Siswi Gendut Itu, Istriku
Langit senja di ufuk barat, terbentang memantulkan cahaya indahnya ke arah balkon kamar seorang gadis muda bertubuh gendut, tapi terlihat menggemaskan dari wajahnya yang imut. Srimadona Putri namanya, tetangga Alhiro Sitepu, pria yang selama ini Dona halukan menjadi pangeran berkuda putih bin suami idaman kelak lulus sekolah nanti.
"Haiiii!" Dari atas balkon, Dona menyapa manja tetangganya, si cogan impiannya dari kecil itu. Ya ... Hiro baru keluar ke pelataran rumahnya, seperti biasa akan latihan basket di sore hari menjelang magrib.
Baju singlet hitam membalut tubuh berotot Hiro, berhasil membuat liur Dona penuh. Roti sobek Hiro di balik kain itu pasti empuk empuk hangat gimanaaaa gitu.
"Apa?" katanya galak. Dona seketika sadar dari halunya yang sempat omes telah mengelus elus manja perut kotak kotak Hiro.
"Nggak, cuma nyapa pangeran aja. Semangat ya!"
"Huu..." Hiro bersorak jengkel. Sejurus mendribble bola basket, acuh tak acuh pada gadis gendut manja yang kadang tak tahu malu menumpang makan di rumahnya. Alasan anter buah lah, ini lah dan itulah, tau taunya ngisi perut karungnya sampai dua piring. Ilfil sekali Hiro pada Dona.
Ya ampuuun ... jutek - jutek kok keren pakai banget ya di mata Dona. "Gue mau dong jadi bolanya, kalau perlu dipantul pantulin ke hati lo juga rela dah."

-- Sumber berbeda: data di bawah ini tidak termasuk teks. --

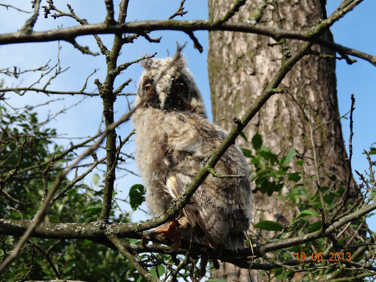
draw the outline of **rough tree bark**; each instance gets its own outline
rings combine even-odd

Dengar 'kan gombalannya? Kepedean si gendut setinggi langit, Hiro jadi tidak berselera lagi bermain basket. Bola ia apit dengan tangan satu ke sisi pinggang kirinya. Menengadahkan kepalanya ke arah balkon Dona dengan mata memicing sebal. "Eh, Ndut! Daripada ganggu konsentrasi latihan gue, mending lo sono ngegym. Buktiin ucapan lo yang sepuluh tahun berlalu. Lo masih ingat kan? Kalau pun lupa, gue segerin otak udang lo. Ehem..." Hiro berdeham sejenak menetralkan suaranya yang akan meniru ke-alay-an Dona waktu duduk di bangku SMP. Dari TK, SD dan sekarang SMA ini, Dona masih tetap sama ... Sapi bocor yang mengidolakannya.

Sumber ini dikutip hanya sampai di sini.